Guinasso’s client in this case would be IVGID’s elected, five-member Board of Trustees. Yet, in sworn depositions about this matter, both the Chair and Vice Chair of the Board emphatically denied ever making the determination to invoke attorney-client privilege and, instead, suspected that determination was made by Guinasso. This sentiment was echoed by IVGID’s general manager and public records officer as well.

Then, just last month, a third IVGID Board Member removed any doubt when he declared that, “the Board never had a chance to look at any” of the more than 13,000 emails that Guinasso, “by his own fiat,” determined were confidential pursuant to attorney-client privilege.

It is unclear if Guinasso violated the Nevada Rules of Professional Conduct by making this determination on behalf of the Board, but without their knowledge or input. What is clear, however, is that taxpayers should not be forced to pay the legal costs of a public employee working to undermine Nevadans’ fundamental right to a transparent and accountable government.

Government attorneys like Guinasso have little incentive to comply with the law, given that they face no penalty for willful lawbreaking and can force taxpayers to pay their legal costs. This explains why some agencies are so willing to defy the law and, upon being sued, drag out the legal process as long as possible. Such obstinance has already cost Nevada taxpayers at least $761,000 since 2016, and that excludes the immeasurable harm imposed on citizens who simply gave up after being wrongfully denied access to public records.

The court must reject Guinasso and IVGID’s self-serving arguments, so that governments across the state are not empowered to hide their affairs in a similar manner.

Beyond that, the Legislature must do more to discourage this behavior by ending the preferential treatment bestowed upon government employees and imposing a penalty on those who violate Nevada’s Public Records Act.
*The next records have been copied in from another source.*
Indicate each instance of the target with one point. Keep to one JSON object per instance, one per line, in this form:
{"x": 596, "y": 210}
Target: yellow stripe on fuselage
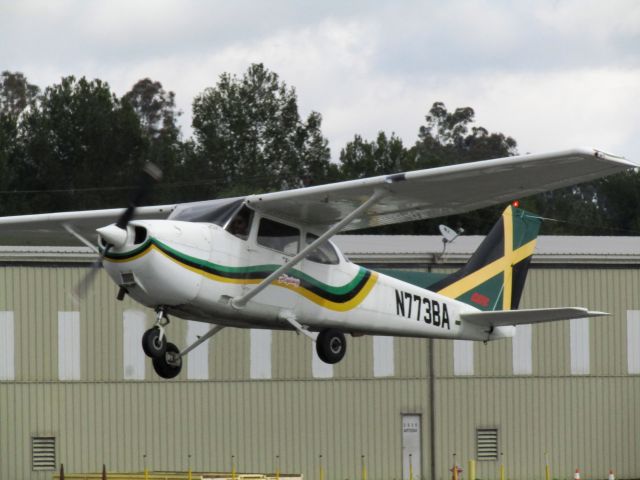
{"x": 507, "y": 221}
{"x": 323, "y": 302}
{"x": 487, "y": 272}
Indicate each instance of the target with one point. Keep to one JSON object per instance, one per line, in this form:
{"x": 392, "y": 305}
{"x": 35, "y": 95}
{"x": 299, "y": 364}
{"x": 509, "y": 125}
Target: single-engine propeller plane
{"x": 266, "y": 260}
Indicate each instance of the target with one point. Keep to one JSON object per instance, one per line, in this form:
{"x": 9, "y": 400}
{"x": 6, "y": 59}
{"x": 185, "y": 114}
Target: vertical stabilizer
{"x": 494, "y": 277}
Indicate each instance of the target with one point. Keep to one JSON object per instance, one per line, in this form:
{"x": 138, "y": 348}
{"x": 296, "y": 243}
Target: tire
{"x": 162, "y": 366}
{"x": 152, "y": 345}
{"x": 331, "y": 346}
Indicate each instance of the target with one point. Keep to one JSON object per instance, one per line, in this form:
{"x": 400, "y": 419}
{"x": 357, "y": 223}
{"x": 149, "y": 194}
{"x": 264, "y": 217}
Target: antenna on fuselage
{"x": 448, "y": 236}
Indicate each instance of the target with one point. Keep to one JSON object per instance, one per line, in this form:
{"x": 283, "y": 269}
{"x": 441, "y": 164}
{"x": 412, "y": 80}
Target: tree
{"x": 156, "y": 110}
{"x": 15, "y": 93}
{"x": 249, "y": 135}
{"x": 360, "y": 158}
{"x": 77, "y": 140}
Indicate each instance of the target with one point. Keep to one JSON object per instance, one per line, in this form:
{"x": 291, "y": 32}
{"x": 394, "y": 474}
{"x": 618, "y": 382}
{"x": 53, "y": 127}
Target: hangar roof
{"x": 406, "y": 249}
{"x": 429, "y": 249}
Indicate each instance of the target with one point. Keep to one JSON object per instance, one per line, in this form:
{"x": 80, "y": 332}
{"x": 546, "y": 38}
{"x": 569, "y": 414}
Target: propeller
{"x": 115, "y": 235}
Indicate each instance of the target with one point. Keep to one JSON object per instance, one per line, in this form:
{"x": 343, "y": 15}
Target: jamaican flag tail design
{"x": 493, "y": 279}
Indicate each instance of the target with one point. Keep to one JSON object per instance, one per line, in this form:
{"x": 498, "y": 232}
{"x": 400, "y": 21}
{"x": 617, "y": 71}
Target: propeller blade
{"x": 82, "y": 287}
{"x": 149, "y": 175}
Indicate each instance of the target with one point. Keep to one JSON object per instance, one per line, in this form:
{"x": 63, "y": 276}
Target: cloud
{"x": 550, "y": 74}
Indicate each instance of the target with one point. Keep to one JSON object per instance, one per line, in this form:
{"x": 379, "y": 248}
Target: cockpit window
{"x": 325, "y": 253}
{"x": 278, "y": 236}
{"x": 240, "y": 224}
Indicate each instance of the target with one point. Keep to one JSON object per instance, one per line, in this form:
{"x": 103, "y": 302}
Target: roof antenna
{"x": 448, "y": 236}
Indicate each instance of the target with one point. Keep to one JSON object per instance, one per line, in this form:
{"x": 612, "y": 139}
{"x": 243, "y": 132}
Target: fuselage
{"x": 194, "y": 270}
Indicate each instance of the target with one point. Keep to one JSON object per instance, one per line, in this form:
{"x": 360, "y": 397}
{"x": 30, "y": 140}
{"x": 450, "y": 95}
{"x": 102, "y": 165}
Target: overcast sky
{"x": 552, "y": 74}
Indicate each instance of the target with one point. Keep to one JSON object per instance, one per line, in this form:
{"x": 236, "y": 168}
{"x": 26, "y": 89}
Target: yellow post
{"x": 233, "y": 467}
{"x": 471, "y": 475}
{"x": 410, "y": 468}
{"x": 455, "y": 468}
{"x": 547, "y": 468}
{"x": 364, "y": 469}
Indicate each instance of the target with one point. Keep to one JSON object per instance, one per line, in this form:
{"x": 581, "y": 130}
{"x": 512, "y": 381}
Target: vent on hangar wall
{"x": 43, "y": 453}
{"x": 487, "y": 443}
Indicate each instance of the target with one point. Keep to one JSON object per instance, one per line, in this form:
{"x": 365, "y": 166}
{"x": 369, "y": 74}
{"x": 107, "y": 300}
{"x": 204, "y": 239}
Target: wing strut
{"x": 242, "y": 301}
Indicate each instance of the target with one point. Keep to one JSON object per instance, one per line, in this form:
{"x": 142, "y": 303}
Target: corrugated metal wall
{"x": 588, "y": 421}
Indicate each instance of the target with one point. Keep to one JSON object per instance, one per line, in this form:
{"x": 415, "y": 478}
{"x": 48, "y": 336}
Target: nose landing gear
{"x": 165, "y": 356}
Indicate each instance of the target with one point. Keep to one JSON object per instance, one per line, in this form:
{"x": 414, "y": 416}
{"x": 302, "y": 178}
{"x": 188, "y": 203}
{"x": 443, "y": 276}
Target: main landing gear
{"x": 165, "y": 356}
{"x": 331, "y": 345}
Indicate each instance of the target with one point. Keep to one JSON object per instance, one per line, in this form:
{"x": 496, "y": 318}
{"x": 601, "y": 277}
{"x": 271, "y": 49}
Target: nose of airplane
{"x": 113, "y": 235}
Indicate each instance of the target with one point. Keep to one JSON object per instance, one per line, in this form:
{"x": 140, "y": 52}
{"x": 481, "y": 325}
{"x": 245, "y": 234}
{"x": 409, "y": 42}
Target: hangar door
{"x": 411, "y": 447}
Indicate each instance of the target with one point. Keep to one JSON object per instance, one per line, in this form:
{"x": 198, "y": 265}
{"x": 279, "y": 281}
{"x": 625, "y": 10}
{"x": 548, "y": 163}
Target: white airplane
{"x": 266, "y": 261}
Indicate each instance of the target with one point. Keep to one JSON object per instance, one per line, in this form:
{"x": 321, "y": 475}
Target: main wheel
{"x": 331, "y": 345}
{"x": 152, "y": 344}
{"x": 169, "y": 364}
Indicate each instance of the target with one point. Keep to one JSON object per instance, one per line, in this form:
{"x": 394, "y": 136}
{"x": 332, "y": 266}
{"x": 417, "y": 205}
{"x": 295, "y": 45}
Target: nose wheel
{"x": 331, "y": 345}
{"x": 168, "y": 365}
{"x": 154, "y": 342}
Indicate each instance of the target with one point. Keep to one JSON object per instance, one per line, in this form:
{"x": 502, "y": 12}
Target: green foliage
{"x": 75, "y": 139}
{"x": 248, "y": 134}
{"x": 76, "y": 145}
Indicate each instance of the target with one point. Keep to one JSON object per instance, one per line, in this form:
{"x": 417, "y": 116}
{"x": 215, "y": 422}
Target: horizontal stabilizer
{"x": 501, "y": 318}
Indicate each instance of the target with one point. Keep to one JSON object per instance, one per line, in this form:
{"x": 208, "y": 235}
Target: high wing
{"x": 48, "y": 228}
{"x": 503, "y": 318}
{"x": 441, "y": 191}
{"x": 406, "y": 196}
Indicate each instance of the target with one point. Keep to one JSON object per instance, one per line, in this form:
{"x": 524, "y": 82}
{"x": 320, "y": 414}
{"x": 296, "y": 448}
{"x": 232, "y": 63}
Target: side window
{"x": 278, "y": 236}
{"x": 240, "y": 224}
{"x": 325, "y": 253}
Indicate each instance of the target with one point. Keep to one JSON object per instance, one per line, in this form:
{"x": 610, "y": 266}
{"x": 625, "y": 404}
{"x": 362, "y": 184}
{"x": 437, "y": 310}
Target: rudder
{"x": 494, "y": 276}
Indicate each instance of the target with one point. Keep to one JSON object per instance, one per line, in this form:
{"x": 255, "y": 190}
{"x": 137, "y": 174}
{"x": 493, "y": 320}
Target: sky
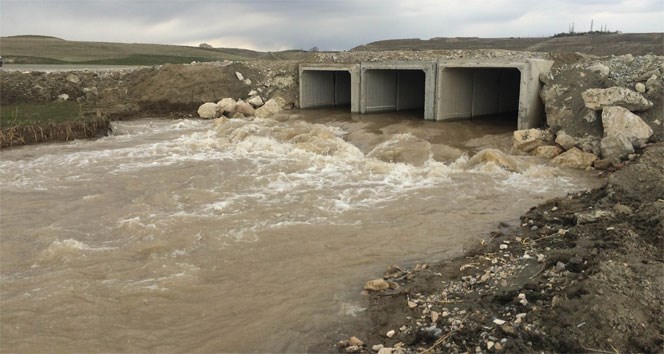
{"x": 271, "y": 25}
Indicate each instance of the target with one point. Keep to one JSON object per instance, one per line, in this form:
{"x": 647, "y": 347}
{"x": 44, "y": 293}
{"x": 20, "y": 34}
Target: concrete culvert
{"x": 330, "y": 86}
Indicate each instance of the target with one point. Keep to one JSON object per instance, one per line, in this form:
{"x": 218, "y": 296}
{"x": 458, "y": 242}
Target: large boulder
{"x": 597, "y": 99}
{"x": 618, "y": 121}
{"x": 227, "y": 105}
{"x": 565, "y": 140}
{"x": 209, "y": 110}
{"x": 245, "y": 108}
{"x": 270, "y": 108}
{"x": 547, "y": 151}
{"x": 529, "y": 139}
{"x": 575, "y": 158}
{"x": 616, "y": 147}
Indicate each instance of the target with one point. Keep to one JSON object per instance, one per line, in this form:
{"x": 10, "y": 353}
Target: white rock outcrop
{"x": 597, "y": 99}
{"x": 255, "y": 101}
{"x": 620, "y": 121}
{"x": 227, "y": 105}
{"x": 614, "y": 148}
{"x": 209, "y": 110}
{"x": 270, "y": 108}
{"x": 245, "y": 108}
{"x": 529, "y": 139}
{"x": 575, "y": 158}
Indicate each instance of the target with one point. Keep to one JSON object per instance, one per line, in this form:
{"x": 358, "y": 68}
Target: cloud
{"x": 327, "y": 24}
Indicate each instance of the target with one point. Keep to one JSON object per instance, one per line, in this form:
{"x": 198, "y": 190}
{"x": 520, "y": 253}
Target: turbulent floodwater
{"x": 189, "y": 236}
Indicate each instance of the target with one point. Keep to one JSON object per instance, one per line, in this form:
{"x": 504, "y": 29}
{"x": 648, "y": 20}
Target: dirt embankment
{"x": 581, "y": 274}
Doing so would greatly reduce the number of baseless denials by government attorneys that seek to deny Nevadans their fundamental right to a transparent and open government.

Given the vast penalties imposed on Nevadans who fail to pay any of the taxes demanded of them, allowing courts to impose a monetary penalty of $5,000 on the government employee who violated Nevada’s open records law seems quite reasonable.

Lawmakers interested in making Nevada government more transparent and accessible to the people it ostensibly serves should make this a priority in 2021.


Robert Fellner is NPRI’s policy director. The Nevada Policy Research Institute is a Nevada-based free-market think tank.